The approximate gain in the H-plane of the Super-J antenna is from 4.6 to 5.2 dBi (2.4 dBd to 3.1 dBd).

===Collinear J antenna===
The collinear J antenna improves the Super-J by separating the two radiating half-wave sections to optimize gain using a phasing coil. The resulting gain is closer to the optimum 3 dB over a conventional J-pole or halfwave antenna.

The approximate gain in the H-plane of the Collinear J antenna is from 4.6 to 5.2 dBi (2.4 dBd to 3.1 dBd).

===E-plane gain patterns of the variations===
The graph compares the E-plane gain of the above three variations to the conventional J antenna.

The conventional J antenna and SlimJIM variation are nearly identical in gain and pattern. The Super-J reveals the benefit of properly phasing and orienting a second radiator above the first. The Collinear J shows slightly higher performance over the Super-J.

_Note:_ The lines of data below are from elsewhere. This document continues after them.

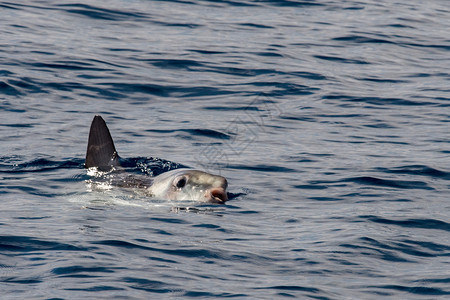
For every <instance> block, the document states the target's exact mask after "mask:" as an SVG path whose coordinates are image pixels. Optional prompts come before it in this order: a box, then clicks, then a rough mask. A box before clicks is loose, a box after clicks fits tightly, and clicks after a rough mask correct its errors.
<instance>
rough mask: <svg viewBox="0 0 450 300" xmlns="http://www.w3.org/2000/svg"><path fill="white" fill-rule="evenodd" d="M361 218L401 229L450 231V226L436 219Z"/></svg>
mask: <svg viewBox="0 0 450 300" xmlns="http://www.w3.org/2000/svg"><path fill="white" fill-rule="evenodd" d="M360 218H362V219H366V220H369V221H372V222H375V223H381V224H389V225H397V226H401V227H409V228H423V229H434V230H444V231H450V224H449V223H447V222H444V221H441V220H436V219H404V220H392V219H386V218H381V217H377V216H361V217H360Z"/></svg>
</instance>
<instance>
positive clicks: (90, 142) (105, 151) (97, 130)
mask: <svg viewBox="0 0 450 300" xmlns="http://www.w3.org/2000/svg"><path fill="white" fill-rule="evenodd" d="M116 166H120V164H119V155H118V154H117V151H116V148H115V147H114V142H113V140H112V137H111V134H110V133H109V129H108V127H107V126H106V123H105V120H103V118H102V117H100V116H98V115H97V116H95V117H94V120H92V124H91V130H90V131H89V141H88V147H87V152H86V163H85V167H86V168H92V167H96V168H98V169H99V170H101V171H108V170H110V169H111V168H112V167H116Z"/></svg>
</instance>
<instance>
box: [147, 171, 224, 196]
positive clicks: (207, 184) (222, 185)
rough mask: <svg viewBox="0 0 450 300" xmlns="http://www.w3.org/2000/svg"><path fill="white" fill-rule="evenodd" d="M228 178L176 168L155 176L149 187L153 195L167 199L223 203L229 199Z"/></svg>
mask: <svg viewBox="0 0 450 300" xmlns="http://www.w3.org/2000/svg"><path fill="white" fill-rule="evenodd" d="M227 186H228V183H227V180H226V179H225V178H224V177H222V176H218V175H213V174H209V173H207V172H203V171H199V170H191V169H176V170H172V171H169V172H166V173H163V174H161V175H158V176H156V177H155V178H154V180H153V184H152V185H151V186H150V187H149V188H148V189H149V192H150V193H151V194H152V196H154V197H156V198H160V199H167V200H179V201H181V200H191V201H199V202H209V203H218V204H223V203H225V201H228V196H227V191H226V190H227Z"/></svg>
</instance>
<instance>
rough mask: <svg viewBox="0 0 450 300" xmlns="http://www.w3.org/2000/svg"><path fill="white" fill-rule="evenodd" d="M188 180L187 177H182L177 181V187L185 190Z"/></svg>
mask: <svg viewBox="0 0 450 300" xmlns="http://www.w3.org/2000/svg"><path fill="white" fill-rule="evenodd" d="M186 182H187V179H186V177H185V176H182V177H180V178H179V179H177V181H176V182H175V186H176V187H177V188H179V189H181V188H183V187H184V186H185V185H186Z"/></svg>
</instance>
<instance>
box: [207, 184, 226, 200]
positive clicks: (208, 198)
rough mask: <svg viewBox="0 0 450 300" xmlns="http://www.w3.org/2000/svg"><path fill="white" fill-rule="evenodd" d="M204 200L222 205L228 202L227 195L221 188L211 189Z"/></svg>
mask: <svg viewBox="0 0 450 300" xmlns="http://www.w3.org/2000/svg"><path fill="white" fill-rule="evenodd" d="M205 198H207V199H208V202H211V203H218V204H223V203H225V202H226V201H228V195H227V193H226V192H225V189H223V188H212V189H210V190H208V191H207V192H206V194H205Z"/></svg>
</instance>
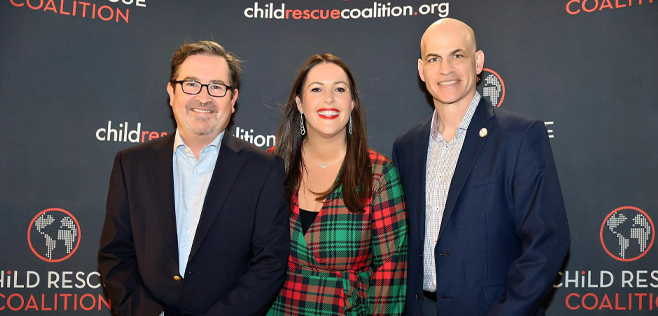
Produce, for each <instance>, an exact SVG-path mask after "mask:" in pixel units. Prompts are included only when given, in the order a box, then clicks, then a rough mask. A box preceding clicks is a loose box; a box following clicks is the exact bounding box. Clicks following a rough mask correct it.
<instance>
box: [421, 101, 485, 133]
mask: <svg viewBox="0 0 658 316" xmlns="http://www.w3.org/2000/svg"><path fill="white" fill-rule="evenodd" d="M481 98H482V97H481V96H480V93H478V92H477V91H475V95H474V96H473V99H471V104H469V105H468V110H466V113H465V114H464V117H463V118H462V121H461V123H459V127H457V132H459V130H463V131H465V130H467V129H468V125H469V124H471V119H473V114H475V109H477V106H478V104H479V103H480V99H481ZM430 126H431V130H430V137H432V139H434V140H436V141H438V140H440V139H439V135H440V134H441V133H439V115H438V113H437V112H436V110H434V114H432V124H431V125H430ZM441 138H443V137H441Z"/></svg>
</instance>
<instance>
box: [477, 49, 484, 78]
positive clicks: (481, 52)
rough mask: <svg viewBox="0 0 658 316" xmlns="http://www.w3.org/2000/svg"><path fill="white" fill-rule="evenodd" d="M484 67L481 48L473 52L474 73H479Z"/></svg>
mask: <svg viewBox="0 0 658 316" xmlns="http://www.w3.org/2000/svg"><path fill="white" fill-rule="evenodd" d="M482 69H484V52H482V51H481V50H479V51H477V52H475V73H476V74H478V75H479V74H480V73H481V72H482Z"/></svg>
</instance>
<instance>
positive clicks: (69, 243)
mask: <svg viewBox="0 0 658 316" xmlns="http://www.w3.org/2000/svg"><path fill="white" fill-rule="evenodd" d="M27 242H28V243H29V245H30V249H32V252H33V253H34V254H35V255H36V256H37V257H39V259H41V260H43V261H46V262H61V261H64V260H66V259H68V258H70V257H71V256H72V255H73V254H74V253H75V251H76V250H78V246H79V245H80V223H78V220H77V219H76V218H75V216H73V214H71V213H70V212H68V211H67V210H64V209H61V208H49V209H45V210H43V211H41V212H39V214H37V215H36V216H35V217H34V218H33V219H32V222H31V223H30V227H29V228H28V229H27Z"/></svg>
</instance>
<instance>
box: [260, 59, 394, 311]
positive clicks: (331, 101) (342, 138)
mask: <svg viewBox="0 0 658 316" xmlns="http://www.w3.org/2000/svg"><path fill="white" fill-rule="evenodd" d="M274 152H275V153H276V154H277V155H279V156H281V157H282V158H284V160H285V163H286V183H285V190H286V196H287V197H288V202H289V205H290V209H291V212H290V234H291V251H290V258H289V260H288V273H287V276H286V281H285V283H284V285H283V288H282V289H281V292H280V293H279V295H278V296H277V298H276V300H275V301H274V304H273V305H272V308H271V309H270V311H269V312H268V315H327V316H329V315H331V316H334V315H399V314H401V313H402V311H403V310H404V300H405V291H406V273H407V239H406V235H407V226H406V214H405V209H404V198H403V193H402V186H401V185H400V182H399V180H398V175H397V171H396V169H395V167H394V165H393V163H392V162H391V161H390V160H388V159H386V158H385V157H384V156H382V155H381V154H379V153H376V152H374V151H372V150H370V149H368V145H367V138H366V126H365V118H364V114H363V106H362V105H361V100H360V99H359V93H358V91H357V87H356V83H355V82H354V78H353V76H352V73H351V72H350V70H349V69H348V68H347V65H345V63H343V61H342V60H340V59H339V58H338V57H335V56H333V55H330V54H323V55H315V56H313V57H311V58H310V59H309V60H308V61H307V62H306V63H305V64H304V65H303V66H302V68H301V69H300V71H299V74H298V76H297V79H296V80H295V83H294V87H293V89H292V91H291V93H290V96H289V99H288V103H287V105H286V110H285V114H284V118H283V121H282V123H281V125H280V127H279V131H278V134H277V146H276V148H275V149H274Z"/></svg>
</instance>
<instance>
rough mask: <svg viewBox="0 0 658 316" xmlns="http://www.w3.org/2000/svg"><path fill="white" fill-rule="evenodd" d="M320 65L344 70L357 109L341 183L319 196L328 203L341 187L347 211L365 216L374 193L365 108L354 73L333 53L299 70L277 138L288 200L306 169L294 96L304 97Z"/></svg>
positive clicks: (295, 79)
mask: <svg viewBox="0 0 658 316" xmlns="http://www.w3.org/2000/svg"><path fill="white" fill-rule="evenodd" d="M321 63H332V64H336V65H338V66H339V67H340V68H342V69H343V71H345V73H346V74H347V78H348V79H349V84H350V92H351V94H352V100H354V109H353V110H352V114H351V115H352V134H349V133H345V138H346V141H347V152H346V153H345V160H344V162H343V166H342V168H341V171H340V174H339V175H338V180H337V181H336V182H335V183H334V184H333V185H332V186H331V187H330V188H329V189H327V190H326V191H324V192H321V193H319V194H320V196H319V197H318V198H317V200H318V201H323V200H325V199H326V198H327V197H328V196H329V194H330V193H331V192H333V191H335V190H336V189H337V188H338V187H340V186H341V185H342V186H343V187H342V192H343V201H344V202H345V206H346V207H347V209H348V210H350V212H354V213H363V212H364V211H365V210H364V206H365V205H364V204H365V203H366V201H367V200H368V197H370V194H371V191H372V166H371V163H370V154H369V150H368V140H367V136H366V121H365V117H364V113H363V105H362V104H361V99H360V98H359V92H358V90H357V88H356V82H355V81H354V76H352V72H351V71H350V69H349V68H347V65H346V64H345V63H344V62H343V61H342V60H341V59H340V58H338V57H336V56H334V55H331V54H322V55H314V56H312V57H311V58H310V59H309V60H308V61H306V63H305V64H304V65H303V66H302V68H301V69H300V70H299V74H298V75H297V78H296V79H295V83H294V85H293V87H292V91H290V96H288V103H286V109H285V113H284V115H283V119H282V121H281V125H280V126H279V131H278V132H277V135H276V141H277V144H276V147H275V149H274V153H275V154H276V155H278V156H280V157H282V158H283V159H284V160H285V163H286V181H285V194H286V198H287V199H288V203H289V205H292V196H293V195H294V194H296V193H297V190H298V189H299V183H300V180H301V174H302V169H303V168H305V166H304V161H303V159H302V143H303V142H304V138H305V137H306V136H302V135H301V134H300V132H299V124H300V116H301V115H300V113H299V111H298V110H297V103H296V102H295V97H297V96H299V97H300V98H301V93H302V90H303V89H302V88H303V86H304V81H306V76H307V75H308V72H309V71H310V70H311V68H313V67H315V66H316V65H318V64H321Z"/></svg>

===Dual-band operation near 3rd harmonic===
The basic J antenna resonates on the third harmonic of its lowest design frequency. Operating a 3/2 wavelengths this way produces an antenna pattern unfavorable for terrestrial operation.

To address the pattern change a variety of techniques exist to allegedly constrain a J antenna operating at or near the third harmonic so only one half-wave is active in the radiator above the stub. All involve the use of a high impedance choke at the first voltage loop. These methods fall short of the goal as choking a high impedance point with a high impedance allows energy to pass the choke.